MANILA, Philippines (AP) — The Philippines' top diplomat sought Monday to downplay President Rodrigo Duterte's pronouncement that Chinese President Xi Jinping told him China would go to war with Manila if it insists on drilling for oil in the disputed South China Sea, saying they were not threatening each other but talking about preventing conflict.
Foreign Secretary Alan Peter Cayetano told reporters there was no bullying and the context of frank talks last week in China — the details of which he said he could not discuss —"was on how to avoid conflict" and "how to increase trust and mutual respect."
"There was no language or even tone that would lead any of the two presidents to believe that there was disrespect for them or their country," he said.
Cayetano said Duterte apparently talked about his meeting with Xi just to respond to a barrage of criticisms that he has been soft on China and has refused to raise the Philippines' arbitral victory last year that invalidates most of China's claims in the South China Sea.

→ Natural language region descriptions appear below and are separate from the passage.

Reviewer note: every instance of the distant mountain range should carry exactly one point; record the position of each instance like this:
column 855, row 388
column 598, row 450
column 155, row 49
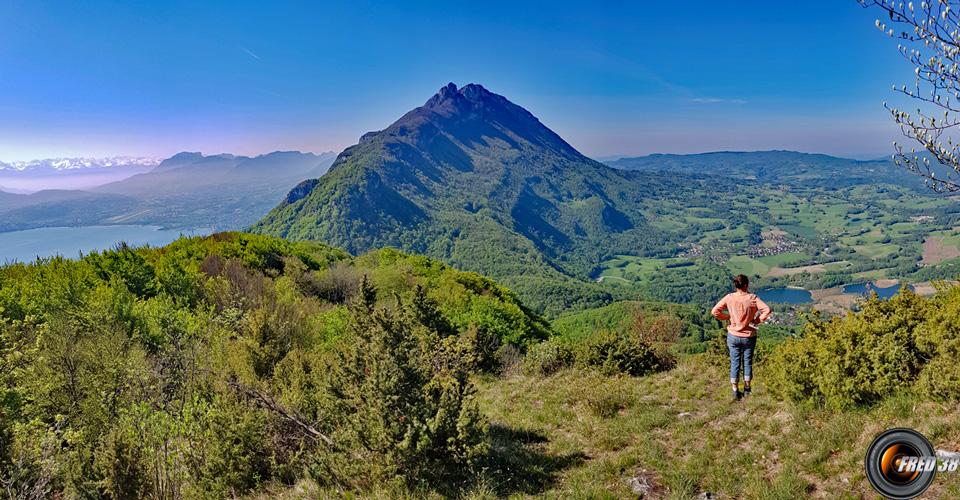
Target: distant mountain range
column 188, row 190
column 475, row 180
column 66, row 164
column 69, row 173
column 773, row 167
column 480, row 182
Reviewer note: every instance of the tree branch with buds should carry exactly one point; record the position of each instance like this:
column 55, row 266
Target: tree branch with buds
column 929, row 35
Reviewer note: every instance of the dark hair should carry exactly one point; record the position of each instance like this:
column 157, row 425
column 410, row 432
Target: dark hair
column 740, row 282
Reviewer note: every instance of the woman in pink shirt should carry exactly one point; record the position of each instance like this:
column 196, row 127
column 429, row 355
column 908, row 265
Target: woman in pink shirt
column 745, row 311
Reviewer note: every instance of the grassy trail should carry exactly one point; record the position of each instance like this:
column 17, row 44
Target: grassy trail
column 581, row 434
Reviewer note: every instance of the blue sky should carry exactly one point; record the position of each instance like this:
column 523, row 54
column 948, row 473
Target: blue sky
column 99, row 78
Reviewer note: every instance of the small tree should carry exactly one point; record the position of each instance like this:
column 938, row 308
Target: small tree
column 401, row 409
column 929, row 34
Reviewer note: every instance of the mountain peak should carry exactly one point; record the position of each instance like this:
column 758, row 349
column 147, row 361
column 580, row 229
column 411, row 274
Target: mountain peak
column 449, row 97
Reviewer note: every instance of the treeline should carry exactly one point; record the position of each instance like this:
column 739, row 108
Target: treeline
column 221, row 366
column 905, row 343
column 214, row 366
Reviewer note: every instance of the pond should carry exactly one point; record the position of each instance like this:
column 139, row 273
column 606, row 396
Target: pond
column 866, row 288
column 27, row 245
column 785, row 295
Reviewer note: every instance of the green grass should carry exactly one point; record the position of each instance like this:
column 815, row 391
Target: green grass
column 741, row 264
column 784, row 259
column 632, row 268
column 590, row 433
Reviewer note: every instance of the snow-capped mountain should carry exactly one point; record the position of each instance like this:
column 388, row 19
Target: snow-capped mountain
column 62, row 164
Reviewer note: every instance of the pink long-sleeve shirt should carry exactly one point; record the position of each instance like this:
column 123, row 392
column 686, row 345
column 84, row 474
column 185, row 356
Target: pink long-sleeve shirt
column 741, row 309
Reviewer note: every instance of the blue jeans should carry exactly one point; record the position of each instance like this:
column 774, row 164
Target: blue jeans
column 741, row 351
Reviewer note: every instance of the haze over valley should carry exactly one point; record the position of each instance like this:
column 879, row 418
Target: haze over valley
column 479, row 250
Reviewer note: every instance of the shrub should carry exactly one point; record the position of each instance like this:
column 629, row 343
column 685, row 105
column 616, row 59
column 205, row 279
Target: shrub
column 400, row 410
column 855, row 360
column 548, row 357
column 626, row 352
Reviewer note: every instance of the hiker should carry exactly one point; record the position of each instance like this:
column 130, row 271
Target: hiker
column 741, row 308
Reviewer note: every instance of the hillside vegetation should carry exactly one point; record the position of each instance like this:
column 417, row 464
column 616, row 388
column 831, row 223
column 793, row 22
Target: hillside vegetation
column 244, row 365
column 216, row 365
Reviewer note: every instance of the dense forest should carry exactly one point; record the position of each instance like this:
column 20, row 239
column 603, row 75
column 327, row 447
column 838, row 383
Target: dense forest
column 219, row 365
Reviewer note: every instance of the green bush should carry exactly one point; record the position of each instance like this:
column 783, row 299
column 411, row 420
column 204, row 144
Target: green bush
column 858, row 359
column 623, row 352
column 548, row 357
column 211, row 367
column 400, row 410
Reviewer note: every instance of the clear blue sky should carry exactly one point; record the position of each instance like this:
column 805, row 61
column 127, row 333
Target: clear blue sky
column 100, row 78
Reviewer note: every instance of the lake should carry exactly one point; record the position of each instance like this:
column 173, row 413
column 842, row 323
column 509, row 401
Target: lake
column 27, row 245
column 866, row 288
column 785, row 295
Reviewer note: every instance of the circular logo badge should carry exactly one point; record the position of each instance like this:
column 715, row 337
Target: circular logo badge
column 900, row 464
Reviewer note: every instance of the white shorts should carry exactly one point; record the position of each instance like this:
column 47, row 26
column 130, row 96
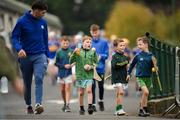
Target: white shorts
column 117, row 85
column 65, row 80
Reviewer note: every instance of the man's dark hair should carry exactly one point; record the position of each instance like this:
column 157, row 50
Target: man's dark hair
column 94, row 27
column 39, row 4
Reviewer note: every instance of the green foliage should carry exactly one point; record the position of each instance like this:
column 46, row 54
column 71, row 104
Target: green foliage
column 131, row 20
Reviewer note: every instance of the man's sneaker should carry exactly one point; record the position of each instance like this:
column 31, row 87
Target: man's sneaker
column 101, row 106
column 30, row 110
column 142, row 113
column 90, row 110
column 94, row 108
column 39, row 109
column 67, row 109
column 82, row 112
column 63, row 108
column 120, row 112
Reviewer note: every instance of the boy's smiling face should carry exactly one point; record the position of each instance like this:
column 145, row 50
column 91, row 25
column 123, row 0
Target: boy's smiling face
column 87, row 44
column 64, row 44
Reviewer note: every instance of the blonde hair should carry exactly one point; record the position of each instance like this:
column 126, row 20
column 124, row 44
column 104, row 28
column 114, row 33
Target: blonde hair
column 86, row 38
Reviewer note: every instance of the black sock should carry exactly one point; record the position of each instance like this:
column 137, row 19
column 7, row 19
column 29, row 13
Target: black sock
column 89, row 105
column 82, row 107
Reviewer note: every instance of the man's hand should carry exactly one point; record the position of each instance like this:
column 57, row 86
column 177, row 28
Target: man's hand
column 21, row 54
column 87, row 67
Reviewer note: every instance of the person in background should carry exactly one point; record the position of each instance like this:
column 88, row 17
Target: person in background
column 85, row 60
column 144, row 64
column 53, row 45
column 30, row 39
column 102, row 50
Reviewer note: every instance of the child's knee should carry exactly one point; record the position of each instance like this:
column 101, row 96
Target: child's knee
column 120, row 93
column 146, row 92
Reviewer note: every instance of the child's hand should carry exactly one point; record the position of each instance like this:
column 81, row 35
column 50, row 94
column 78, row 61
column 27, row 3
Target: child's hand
column 87, row 67
column 128, row 78
column 67, row 66
column 154, row 69
column 77, row 51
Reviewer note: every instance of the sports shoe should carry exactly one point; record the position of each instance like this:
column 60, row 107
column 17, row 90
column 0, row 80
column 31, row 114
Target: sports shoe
column 94, row 108
column 90, row 110
column 101, row 106
column 82, row 112
column 30, row 110
column 120, row 112
column 63, row 108
column 142, row 113
column 67, row 109
column 38, row 109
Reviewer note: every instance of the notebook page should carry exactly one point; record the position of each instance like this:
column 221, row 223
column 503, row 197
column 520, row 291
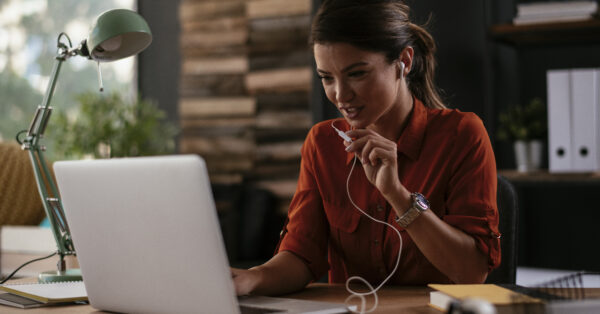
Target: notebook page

He said that after his return next week from a trip to Russia with Duterte he will explain the context of the two leaders' exchange to lawmakers and a Supreme Court justice, who have urged the Philippines to file a diplomatic protest over the alleged war threats and to ask the United Nations to demand that China comply with the arbitral ruling.
"My interpretation in the meeting is that there was no bullying or pushing around or it wasn't a threat," Cayetano said.
He said Duterte is committed to "protect every single inch of our territory" and Filipinos should trust him on how he will do it.
Duterte said in a speech late Friday at a coast guard event in southern Davao city that he raised the Philippines' arbitral victory against Chinese territorial claims in the South China Sea and told Xi Manila intends to drill for oil there.
"I said when we were face-to-face, 'That is ours and we intend to drill oil there.' No beating around the bush," Duterte said. He said the reply was: "Well, we are friends. We do not want to quarrel with you. We would want to maintain the present warm relationship. But if you force the issue, we will go to war."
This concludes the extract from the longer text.